Sumenep, portalpublik.id – KLM Jaya Abadi dikabarkan karam di Perairan Sapudi, Kabupaten Sumenep, setelah sebelumnya berlayar dari Pelabuhan Panarukan, Situbondo.

Kapal bermuatan semen dengan dua penumpang dan tiga ABK tersebut diduga karam Kamis, 23 April 2020 sekitar Pukul 06.00 WIB setelah hilang kontak.

Bacaan Lainnya

Data yang dihimpun portalpublik.id, KLM Kaya Abadi berangkat dari Pelabuhan Panarukan, Situbondo sekitar Pukul 00.05 WIB tujuan Pulau Gowa-Gowa, Kecamatan Raas Kabupaten Sumenep dengan mengangkut semen.

Pukul 04.30 WIB Sahbandar Pulau Sapudi, Kabupaten Sumenep dihubungi nahkoda KLM Jaya Abadi bahwa kapal mengalami kebocoran sekitar barat daya perairan setempat. Pada Pukul 06.00 WIB komunikasi Sahbandar dengan nahkoda sudah tidak bisa atau hilang kontak.

Kasubag Humas Polres Sumenep, AKP Widiarti saat dikonfirmasi membenarkan kejadian tersebut. Bahkan sampai sekarang masih dilakukan pemcarian.

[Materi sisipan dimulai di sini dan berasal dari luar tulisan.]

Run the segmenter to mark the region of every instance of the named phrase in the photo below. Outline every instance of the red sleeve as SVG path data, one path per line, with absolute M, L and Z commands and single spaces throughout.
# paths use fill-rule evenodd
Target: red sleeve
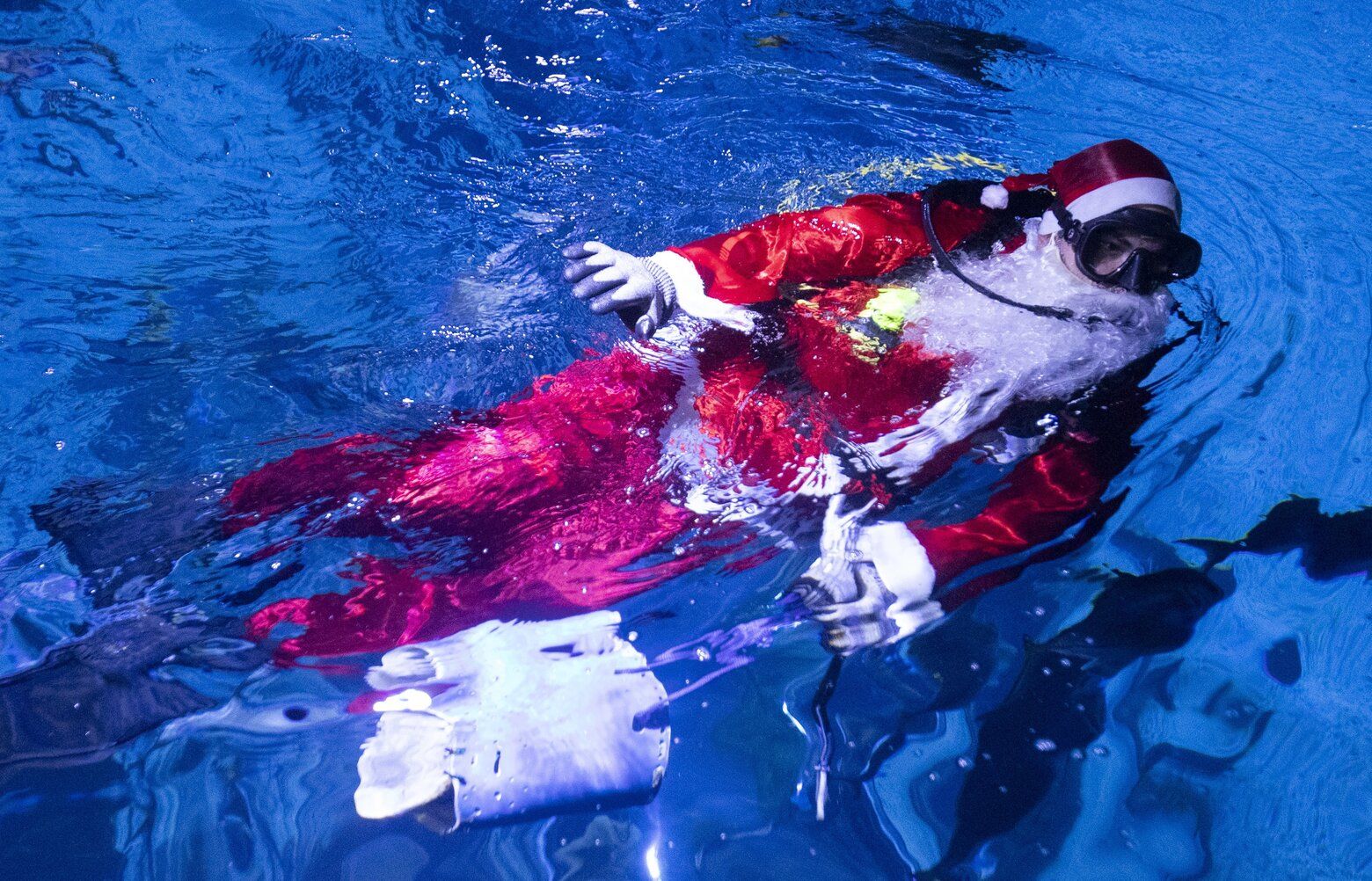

“Anggota dan masyarakat sedang melakukan upaya pencarian terhadap korban. Semoga semua selamat dan cepat ditemukan,” singkatnya, Kamis (23/4/2020).

Terpisah Edy Agus Winardi salah seorang warga Kecamatan Raas mengatakan, pencarian kepada korban mengalami kesulitan akibat cuaca kurang baik.

“Informasi yang kami terima kapalnya bocor dan sempat memberi tahu ke Syahbandar Sapudi,” kata Edy.

Hingga berita ini ditulis belum ada kabar mengenai keberadaan penumpang KLM Jaya Abadi, (Yd/Hem/Fa).